Allowance for Doubtful Accounts
HP establishes an allowance for doubtful accounts to ensure trade and financing receivables are
not overstated due to uncollectability. HP maintains bad debt reserves based on a variety of factors,
including the length of time receivables are past due, trends in overall weighted-average risk rating of
the total portfolio, macroeconomic conditions, significant one-time events, historical experience and the
use of third-party credit risk models that generate quantitative measures of default probabilities based
on market factors and the financial condition of customers. HP records a specific reserve for individual
accounts when HP becomes aware of specific customer circumstances, such as in the case of bankruptcy
filings or deterioration in the customer’s operating results or financial position. If circumstances related
to the specific customer change, HP would further adjust estimates of the recoverability of receivables.
Inventory
HP values inventory at the lower of cost or market, with cost computed on a first-in, first-out basis.
Adjustments to reduce the cost of inventory to its net realizable value are made, if required, for
estimated excess, obsolescence or impaired balances.
Property, Plant and Equipment
HP states property, plant and equipment at cost less accumulated depreciation. HP capitalizes
additions and improvements and expenses maintenance and repairs as incurred. Depreciation is
computed using straight-line or accelerated methods over the estimated useful lives of the assets.

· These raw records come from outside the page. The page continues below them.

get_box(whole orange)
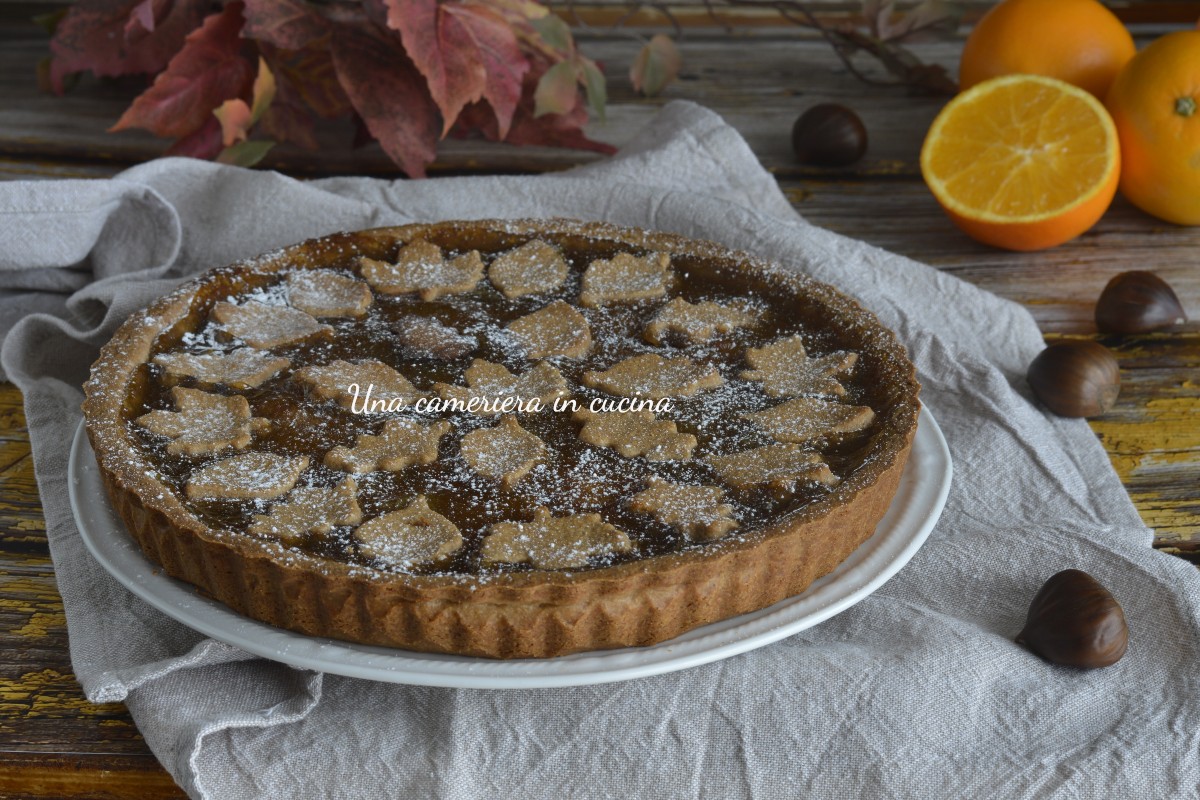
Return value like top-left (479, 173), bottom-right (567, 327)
top-left (1105, 30), bottom-right (1200, 225)
top-left (959, 0), bottom-right (1136, 100)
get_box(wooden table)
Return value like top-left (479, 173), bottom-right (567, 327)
top-left (0, 4), bottom-right (1200, 799)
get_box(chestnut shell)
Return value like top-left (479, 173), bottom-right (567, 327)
top-left (1016, 570), bottom-right (1129, 669)
top-left (1027, 339), bottom-right (1121, 416)
top-left (792, 103), bottom-right (866, 167)
top-left (1096, 270), bottom-right (1188, 333)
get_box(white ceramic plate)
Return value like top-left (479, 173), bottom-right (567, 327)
top-left (68, 409), bottom-right (952, 688)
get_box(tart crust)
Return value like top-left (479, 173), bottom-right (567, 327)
top-left (83, 219), bottom-right (919, 658)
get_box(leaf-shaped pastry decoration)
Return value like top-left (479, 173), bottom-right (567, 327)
top-left (742, 336), bottom-right (858, 397)
top-left (580, 253), bottom-right (673, 308)
top-left (433, 359), bottom-right (570, 414)
top-left (642, 297), bottom-right (758, 344)
top-left (742, 397), bottom-right (875, 444)
top-left (246, 475), bottom-right (362, 545)
top-left (487, 241), bottom-right (575, 300)
top-left (284, 270), bottom-right (374, 317)
top-left (461, 416), bottom-right (547, 488)
top-left (359, 240), bottom-right (484, 301)
top-left (505, 300), bottom-right (592, 359)
top-left (184, 452), bottom-right (308, 500)
top-left (292, 360), bottom-right (426, 414)
top-left (325, 419), bottom-right (450, 474)
top-left (212, 300), bottom-right (334, 350)
top-left (482, 506), bottom-right (634, 570)
top-left (154, 348), bottom-right (292, 389)
top-left (703, 444), bottom-right (839, 498)
top-left (134, 386), bottom-right (271, 456)
top-left (583, 353), bottom-right (724, 399)
top-left (629, 475), bottom-right (738, 542)
top-left (574, 409), bottom-right (696, 461)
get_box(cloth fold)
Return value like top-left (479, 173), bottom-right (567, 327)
top-left (0, 102), bottom-right (1200, 800)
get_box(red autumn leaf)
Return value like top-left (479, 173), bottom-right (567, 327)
top-left (109, 2), bottom-right (253, 138)
top-left (163, 115), bottom-right (221, 161)
top-left (50, 0), bottom-right (210, 94)
top-left (455, 65), bottom-right (617, 154)
top-left (388, 0), bottom-right (529, 136)
top-left (212, 56), bottom-right (275, 148)
top-left (443, 5), bottom-right (529, 137)
top-left (259, 91), bottom-right (320, 150)
top-left (125, 0), bottom-right (162, 36)
top-left (241, 0), bottom-right (329, 50)
top-left (332, 25), bottom-right (442, 178)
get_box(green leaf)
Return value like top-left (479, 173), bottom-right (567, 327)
top-left (580, 59), bottom-right (608, 122)
top-left (217, 140), bottom-right (275, 167)
top-left (533, 61), bottom-right (578, 118)
top-left (629, 34), bottom-right (683, 97)
top-left (529, 14), bottom-right (575, 53)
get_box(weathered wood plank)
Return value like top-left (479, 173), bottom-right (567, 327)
top-left (0, 0), bottom-right (1200, 798)
top-left (0, 751), bottom-right (187, 800)
top-left (0, 20), bottom-right (1180, 176)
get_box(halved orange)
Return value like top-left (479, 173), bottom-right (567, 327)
top-left (920, 74), bottom-right (1121, 251)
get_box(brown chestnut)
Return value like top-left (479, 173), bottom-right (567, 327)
top-left (1027, 339), bottom-right (1121, 416)
top-left (1096, 270), bottom-right (1188, 333)
top-left (1016, 570), bottom-right (1129, 669)
top-left (792, 103), bottom-right (866, 167)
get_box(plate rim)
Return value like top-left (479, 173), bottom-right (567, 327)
top-left (67, 404), bottom-right (954, 688)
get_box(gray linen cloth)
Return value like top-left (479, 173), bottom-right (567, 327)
top-left (0, 103), bottom-right (1200, 800)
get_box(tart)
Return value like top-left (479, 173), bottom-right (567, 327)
top-left (84, 219), bottom-right (919, 658)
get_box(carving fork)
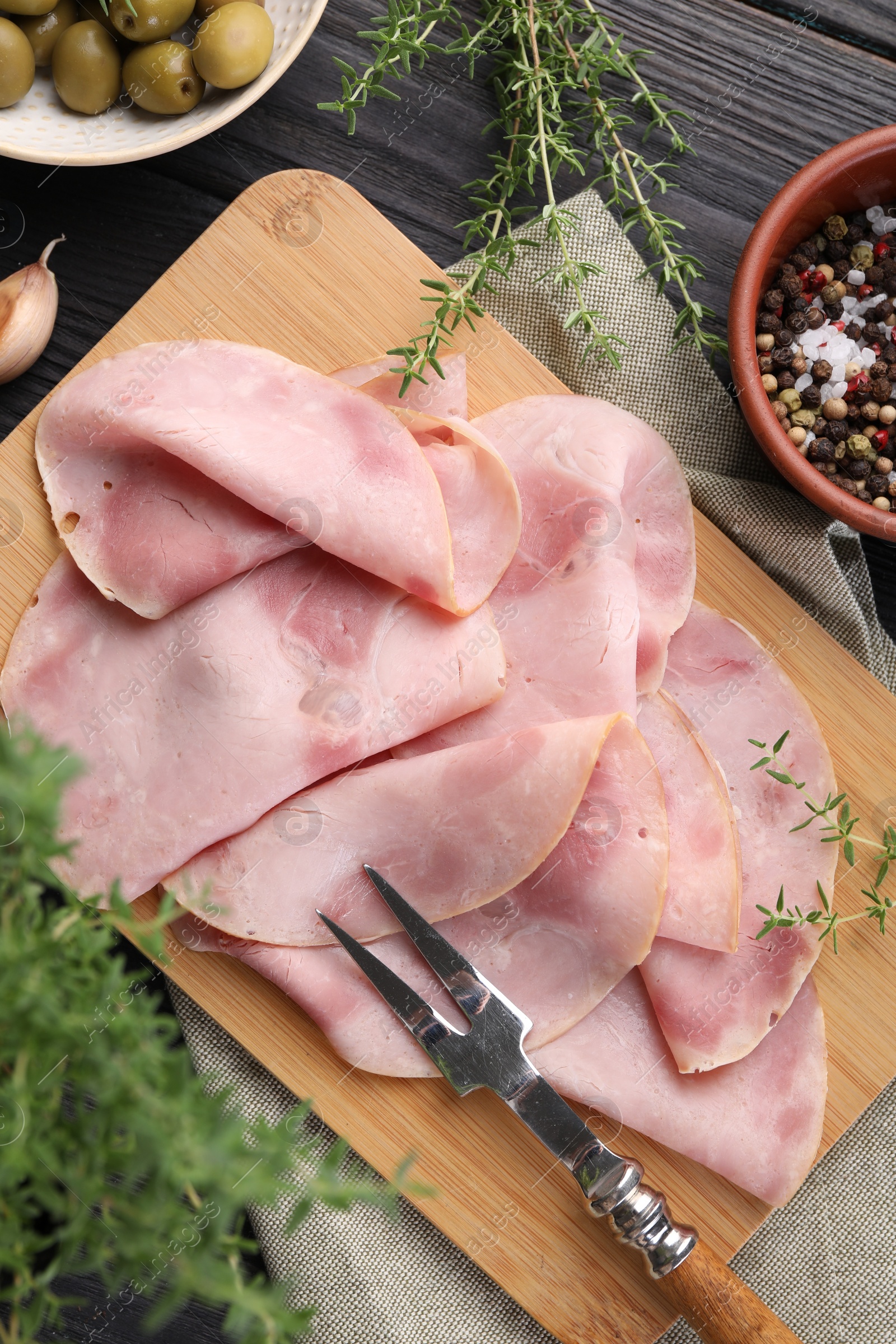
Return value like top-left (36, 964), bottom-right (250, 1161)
top-left (317, 864), bottom-right (799, 1344)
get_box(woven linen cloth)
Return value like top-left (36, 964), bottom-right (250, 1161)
top-left (171, 191), bottom-right (896, 1344)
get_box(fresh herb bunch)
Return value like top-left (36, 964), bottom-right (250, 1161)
top-left (319, 0), bottom-right (727, 395)
top-left (748, 729), bottom-right (896, 953)
top-left (0, 731), bottom-right (394, 1344)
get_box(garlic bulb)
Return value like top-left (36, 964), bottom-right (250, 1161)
top-left (0, 234), bottom-right (66, 383)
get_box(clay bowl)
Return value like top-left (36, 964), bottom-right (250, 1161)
top-left (728, 127), bottom-right (896, 542)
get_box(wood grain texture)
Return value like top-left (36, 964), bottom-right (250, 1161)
top-left (0, 172), bottom-right (896, 1344)
top-left (657, 1242), bottom-right (799, 1344)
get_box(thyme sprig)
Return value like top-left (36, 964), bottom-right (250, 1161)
top-left (320, 0), bottom-right (727, 395)
top-left (748, 729), bottom-right (896, 953)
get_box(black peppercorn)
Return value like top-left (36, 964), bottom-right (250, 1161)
top-left (808, 438), bottom-right (834, 463)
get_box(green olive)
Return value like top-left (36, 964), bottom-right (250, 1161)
top-left (19, 0), bottom-right (78, 66)
top-left (193, 0), bottom-right (274, 88)
top-left (122, 41), bottom-right (206, 115)
top-left (3, 0), bottom-right (57, 17)
top-left (78, 0), bottom-right (121, 38)
top-left (53, 19), bottom-right (121, 114)
top-left (0, 19), bottom-right (34, 108)
top-left (193, 0), bottom-right (265, 19)
top-left (109, 0), bottom-right (195, 41)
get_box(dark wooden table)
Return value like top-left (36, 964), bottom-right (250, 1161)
top-left (14, 0), bottom-right (896, 1344)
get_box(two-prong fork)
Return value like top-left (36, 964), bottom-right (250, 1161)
top-left (317, 864), bottom-right (799, 1344)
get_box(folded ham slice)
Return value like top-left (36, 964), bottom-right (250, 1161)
top-left (36, 342), bottom-right (520, 618)
top-left (172, 716), bottom-right (668, 1059)
top-left (165, 715), bottom-right (631, 950)
top-left (0, 547), bottom-right (504, 898)
top-left (329, 349), bottom-right (468, 419)
top-left (638, 691), bottom-right (740, 951)
top-left (641, 602), bottom-right (837, 1072)
top-left (532, 970), bottom-right (828, 1204)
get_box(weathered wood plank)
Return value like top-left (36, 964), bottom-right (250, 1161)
top-left (747, 0), bottom-right (896, 60)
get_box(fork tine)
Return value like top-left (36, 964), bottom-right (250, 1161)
top-left (364, 863), bottom-right (494, 1021)
top-left (317, 910), bottom-right (459, 1068)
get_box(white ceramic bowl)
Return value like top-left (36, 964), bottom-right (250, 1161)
top-left (0, 0), bottom-right (326, 167)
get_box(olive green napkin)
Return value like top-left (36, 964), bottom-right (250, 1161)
top-left (171, 192), bottom-right (896, 1344)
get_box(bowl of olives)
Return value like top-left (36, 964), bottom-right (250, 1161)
top-left (0, 0), bottom-right (326, 165)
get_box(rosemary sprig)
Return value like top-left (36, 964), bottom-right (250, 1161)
top-left (748, 729), bottom-right (896, 954)
top-left (320, 0), bottom-right (727, 395)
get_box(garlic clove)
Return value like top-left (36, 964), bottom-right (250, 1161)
top-left (0, 234), bottom-right (66, 383)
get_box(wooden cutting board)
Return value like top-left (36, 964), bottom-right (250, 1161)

Estimated useful lives are 5 to 40 years for buildings and improvements and 3 to 15 years for
machinery and equipment. HP depreciates leasehold improvements over the life of the lease or the
asset, whichever is shorter. HP depreciates equipment held for lease over the initial term of the lease
to the equipment’s estimated residual value. The estimated useful lives of assets used solely to support
a customer services contract generally do not exceed the term of the customer contract.
HP capitalizes certain internal and external costs incurred to acquire or create internal use
software, principally related to software coding, designing system interfaces and installation and testing
of the software. HP amortizes capitalized internal use software costs using the straight-line method over
the estimated useful lives of the software, generally from three to five years.
Software Development Costs
Costs incurred to acquire or develop software for resale may be capitalized subsequent to the
software product establishing technological feasibility. Capitalized software development costs are
amortized using the greater of the straight-line amortization method or the ratio that current gross
revenues for a product bear to the total current and anticipated future gross revenues for that product.
The estimated useful lives for capitalized software for resale are generally three years or less. Software
development costs incurred subsequent to a product establishing technological feasibility are usually not
significant. In those instances, such costs are expensed as incurred.